Frankfurt was the leading exchange this quarter as it hosted the €1.2bn privatisation of Deutsche Pfandbriefbank which accounted for 25% of total Q3 European IPO proceeds alone. Looking forward for the rest of the year, Q4 is expected to be another active quarter. Proceeds of €2.6bn have already been raised on Deutsche Börse with the listing of Bayer’s spin-off Covestro, the classified ads company Scout24, and wind and solar park operator CHORUS Clean Energy in the first days of October, according to PwC.
In London, despite a quiet Q3 with 9 IPOs raising a total of €747m (£536m), London YTD proceeds have exceeded €10bn and it remains the largest market year-to-date. However, YTD proceeds are down 43% compared to the same period last year (YTD 2014 – 109 IPOs, €17.8bn). Almost half of the London year-to-date IPO activity (31 IPOs, €5.0bn) is in the financial sector as investment funds and trusts continue to be in favour with the City for fundraisings.
Although publicly announced postponements did not materially change quarter on quarter (10 European IPOs have been postponed in Q3 similar to 11 in Q2 2015), companies have cited adverse market conditions rather than dual tracks processes as was the trend in the first half of 2015. Global equity markets have indeed experienced their worst quarter since 2011 as increased volatility, uncertainty over China and over the US monetary policy further unsettled investors during the summer.

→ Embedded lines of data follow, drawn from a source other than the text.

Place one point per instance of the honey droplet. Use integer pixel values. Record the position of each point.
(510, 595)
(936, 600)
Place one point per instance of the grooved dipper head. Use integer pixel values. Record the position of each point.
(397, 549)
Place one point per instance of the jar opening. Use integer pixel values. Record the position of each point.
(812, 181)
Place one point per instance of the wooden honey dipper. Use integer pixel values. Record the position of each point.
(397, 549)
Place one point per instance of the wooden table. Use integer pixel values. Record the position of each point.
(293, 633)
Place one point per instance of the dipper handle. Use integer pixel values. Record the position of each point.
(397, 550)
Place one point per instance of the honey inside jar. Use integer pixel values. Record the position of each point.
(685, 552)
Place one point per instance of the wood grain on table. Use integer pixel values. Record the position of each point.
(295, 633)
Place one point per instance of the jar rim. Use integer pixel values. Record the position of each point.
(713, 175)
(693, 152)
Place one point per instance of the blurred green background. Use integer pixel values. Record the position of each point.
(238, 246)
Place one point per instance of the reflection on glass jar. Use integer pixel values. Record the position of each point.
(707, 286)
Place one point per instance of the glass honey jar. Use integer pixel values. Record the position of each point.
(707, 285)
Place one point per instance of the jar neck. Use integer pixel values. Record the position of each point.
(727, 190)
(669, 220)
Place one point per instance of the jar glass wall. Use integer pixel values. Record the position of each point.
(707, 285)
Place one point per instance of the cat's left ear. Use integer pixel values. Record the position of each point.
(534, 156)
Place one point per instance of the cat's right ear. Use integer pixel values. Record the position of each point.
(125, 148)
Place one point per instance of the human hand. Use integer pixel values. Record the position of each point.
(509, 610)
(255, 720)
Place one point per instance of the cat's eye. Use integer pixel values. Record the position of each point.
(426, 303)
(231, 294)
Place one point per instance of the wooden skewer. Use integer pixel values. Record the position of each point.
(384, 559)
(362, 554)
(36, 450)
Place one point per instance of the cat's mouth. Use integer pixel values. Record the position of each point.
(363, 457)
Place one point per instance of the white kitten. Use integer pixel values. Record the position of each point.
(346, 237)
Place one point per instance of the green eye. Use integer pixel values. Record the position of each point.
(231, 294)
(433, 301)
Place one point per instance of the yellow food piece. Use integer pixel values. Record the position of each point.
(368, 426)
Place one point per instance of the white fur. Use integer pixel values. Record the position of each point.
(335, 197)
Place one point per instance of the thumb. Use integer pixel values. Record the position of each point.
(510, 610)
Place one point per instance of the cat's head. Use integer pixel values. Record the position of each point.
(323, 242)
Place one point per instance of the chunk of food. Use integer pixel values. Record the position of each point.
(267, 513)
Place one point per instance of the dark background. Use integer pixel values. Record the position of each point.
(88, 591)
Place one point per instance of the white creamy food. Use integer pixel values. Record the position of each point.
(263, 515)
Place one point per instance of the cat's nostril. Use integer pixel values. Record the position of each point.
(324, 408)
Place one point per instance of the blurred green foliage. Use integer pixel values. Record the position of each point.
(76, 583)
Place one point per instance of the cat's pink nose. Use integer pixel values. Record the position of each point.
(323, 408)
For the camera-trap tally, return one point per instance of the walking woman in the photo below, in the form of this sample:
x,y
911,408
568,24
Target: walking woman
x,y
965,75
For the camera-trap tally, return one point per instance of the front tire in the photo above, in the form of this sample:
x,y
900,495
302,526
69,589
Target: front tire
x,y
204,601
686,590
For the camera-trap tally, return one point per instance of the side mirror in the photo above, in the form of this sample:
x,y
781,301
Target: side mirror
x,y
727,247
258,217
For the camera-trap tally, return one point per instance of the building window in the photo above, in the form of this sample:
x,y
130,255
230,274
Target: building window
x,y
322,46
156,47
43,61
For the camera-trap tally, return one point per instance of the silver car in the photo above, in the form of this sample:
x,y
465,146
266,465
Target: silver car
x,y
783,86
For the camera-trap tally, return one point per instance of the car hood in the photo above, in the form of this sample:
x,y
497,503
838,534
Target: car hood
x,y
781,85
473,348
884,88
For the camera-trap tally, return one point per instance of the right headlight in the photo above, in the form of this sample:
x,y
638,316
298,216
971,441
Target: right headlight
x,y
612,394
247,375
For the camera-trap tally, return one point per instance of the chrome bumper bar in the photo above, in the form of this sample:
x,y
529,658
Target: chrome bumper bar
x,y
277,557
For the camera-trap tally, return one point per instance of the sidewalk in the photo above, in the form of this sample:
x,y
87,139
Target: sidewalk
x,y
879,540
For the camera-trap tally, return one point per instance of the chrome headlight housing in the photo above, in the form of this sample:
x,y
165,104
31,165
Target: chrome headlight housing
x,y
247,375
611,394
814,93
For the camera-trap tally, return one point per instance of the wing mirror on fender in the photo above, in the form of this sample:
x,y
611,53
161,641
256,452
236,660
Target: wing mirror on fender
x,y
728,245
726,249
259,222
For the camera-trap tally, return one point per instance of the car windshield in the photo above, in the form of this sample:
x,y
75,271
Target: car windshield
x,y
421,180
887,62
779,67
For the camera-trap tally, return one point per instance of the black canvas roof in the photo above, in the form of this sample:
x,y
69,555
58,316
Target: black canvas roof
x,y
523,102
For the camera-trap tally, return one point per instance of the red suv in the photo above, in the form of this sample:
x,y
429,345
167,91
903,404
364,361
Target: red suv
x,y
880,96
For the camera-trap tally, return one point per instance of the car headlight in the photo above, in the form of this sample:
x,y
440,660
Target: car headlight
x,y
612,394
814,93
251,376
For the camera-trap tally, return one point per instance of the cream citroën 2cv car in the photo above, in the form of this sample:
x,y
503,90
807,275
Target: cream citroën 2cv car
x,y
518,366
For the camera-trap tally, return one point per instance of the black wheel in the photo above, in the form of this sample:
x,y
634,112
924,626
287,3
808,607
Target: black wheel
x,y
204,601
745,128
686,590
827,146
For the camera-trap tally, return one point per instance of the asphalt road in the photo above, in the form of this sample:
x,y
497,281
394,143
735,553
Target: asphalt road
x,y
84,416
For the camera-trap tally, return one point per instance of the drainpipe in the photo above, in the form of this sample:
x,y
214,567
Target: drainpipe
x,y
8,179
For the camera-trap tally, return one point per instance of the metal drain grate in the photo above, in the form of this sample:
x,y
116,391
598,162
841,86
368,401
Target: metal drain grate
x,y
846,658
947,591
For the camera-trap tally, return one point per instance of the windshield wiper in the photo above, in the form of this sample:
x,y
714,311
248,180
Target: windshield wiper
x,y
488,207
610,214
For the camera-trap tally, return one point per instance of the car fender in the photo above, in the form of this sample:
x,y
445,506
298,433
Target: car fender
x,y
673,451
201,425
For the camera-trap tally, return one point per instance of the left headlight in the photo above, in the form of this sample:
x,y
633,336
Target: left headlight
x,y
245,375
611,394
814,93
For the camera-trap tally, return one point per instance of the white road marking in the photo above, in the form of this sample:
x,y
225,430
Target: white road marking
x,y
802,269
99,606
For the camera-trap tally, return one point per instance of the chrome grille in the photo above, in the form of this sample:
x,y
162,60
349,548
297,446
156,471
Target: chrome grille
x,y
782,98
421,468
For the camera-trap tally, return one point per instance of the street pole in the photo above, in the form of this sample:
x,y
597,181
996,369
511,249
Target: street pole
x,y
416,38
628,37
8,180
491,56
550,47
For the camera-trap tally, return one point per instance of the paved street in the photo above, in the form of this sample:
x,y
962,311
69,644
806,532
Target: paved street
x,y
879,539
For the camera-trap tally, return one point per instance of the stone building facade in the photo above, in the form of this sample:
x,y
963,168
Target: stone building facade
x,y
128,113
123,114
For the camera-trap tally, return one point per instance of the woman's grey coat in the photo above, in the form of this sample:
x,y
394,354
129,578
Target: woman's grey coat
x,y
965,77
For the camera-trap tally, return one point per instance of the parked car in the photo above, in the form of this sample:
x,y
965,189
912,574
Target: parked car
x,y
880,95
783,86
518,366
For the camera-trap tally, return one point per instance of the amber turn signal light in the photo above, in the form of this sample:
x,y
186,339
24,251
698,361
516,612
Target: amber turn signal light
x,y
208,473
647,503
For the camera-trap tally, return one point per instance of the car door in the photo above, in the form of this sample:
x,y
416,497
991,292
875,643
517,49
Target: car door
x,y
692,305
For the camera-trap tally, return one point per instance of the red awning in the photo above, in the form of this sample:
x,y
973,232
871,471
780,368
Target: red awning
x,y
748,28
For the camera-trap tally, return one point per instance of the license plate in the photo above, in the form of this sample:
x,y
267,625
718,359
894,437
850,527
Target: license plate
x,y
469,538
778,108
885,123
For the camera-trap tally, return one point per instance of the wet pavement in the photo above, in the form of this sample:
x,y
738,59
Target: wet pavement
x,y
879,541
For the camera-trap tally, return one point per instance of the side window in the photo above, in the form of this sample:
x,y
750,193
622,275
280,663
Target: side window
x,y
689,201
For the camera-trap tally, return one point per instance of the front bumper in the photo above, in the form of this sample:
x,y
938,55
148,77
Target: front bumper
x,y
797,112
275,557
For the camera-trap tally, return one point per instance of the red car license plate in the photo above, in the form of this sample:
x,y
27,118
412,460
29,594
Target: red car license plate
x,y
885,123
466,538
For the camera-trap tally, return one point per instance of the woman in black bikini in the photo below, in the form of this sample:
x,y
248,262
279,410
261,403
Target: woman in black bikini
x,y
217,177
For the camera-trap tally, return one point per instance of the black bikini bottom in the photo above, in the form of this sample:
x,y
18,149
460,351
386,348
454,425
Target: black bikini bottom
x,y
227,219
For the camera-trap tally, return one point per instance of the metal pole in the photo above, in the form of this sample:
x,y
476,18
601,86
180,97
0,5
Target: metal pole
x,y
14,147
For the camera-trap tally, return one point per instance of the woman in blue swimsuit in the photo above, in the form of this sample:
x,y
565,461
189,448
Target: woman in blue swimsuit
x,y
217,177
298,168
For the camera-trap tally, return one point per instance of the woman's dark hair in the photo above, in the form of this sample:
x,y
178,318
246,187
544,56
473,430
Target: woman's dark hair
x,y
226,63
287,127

Vivienne Maclachlan, Capital Markets director at PwC, said:
“The last two months have been a slightly hair raising rollercoaster ride – we have watched the fallout from the Chinese stock market turmoil as volatility indices rose to levels not seen since 2011. Equities and debt, especially the high yield market, have been battered and bruised and this market turbulence has been slow to subside. The decision being debated with investment bankers in many boardrooms across Europe is focused on the timing of launching an IPO and the markets’ receptiveness to new issuers with the key question being – when is the right time to launch?”
Despite the volatile markets, the pipeline is well stocked with diverse and large and high profile companies. We are seeing several €1+ billion opportunities seeking to IPO across Europe’s exchanges, such as the privatisations of Poste Italiane in Milan and ABN Amro Bank in Amsterdam.
Mark Hughes, Capital Markets partner at PwC, said:
“We await the final quarter of 2015 with interest. On one hand there is a promising European IPO pipeline made up of companies from varying sectors seeking to IPO across Europe’s exchanges whilst on the other hand the markets remain challenging with investors wary of falling equity indices and continued concern over China’s growth prospects. The question for companies is whether they are better keeping their powder dry and waiting for more stable markets. However, based on recent announcements it seems companies and bankers remain confident that the markets will be open in Q4.”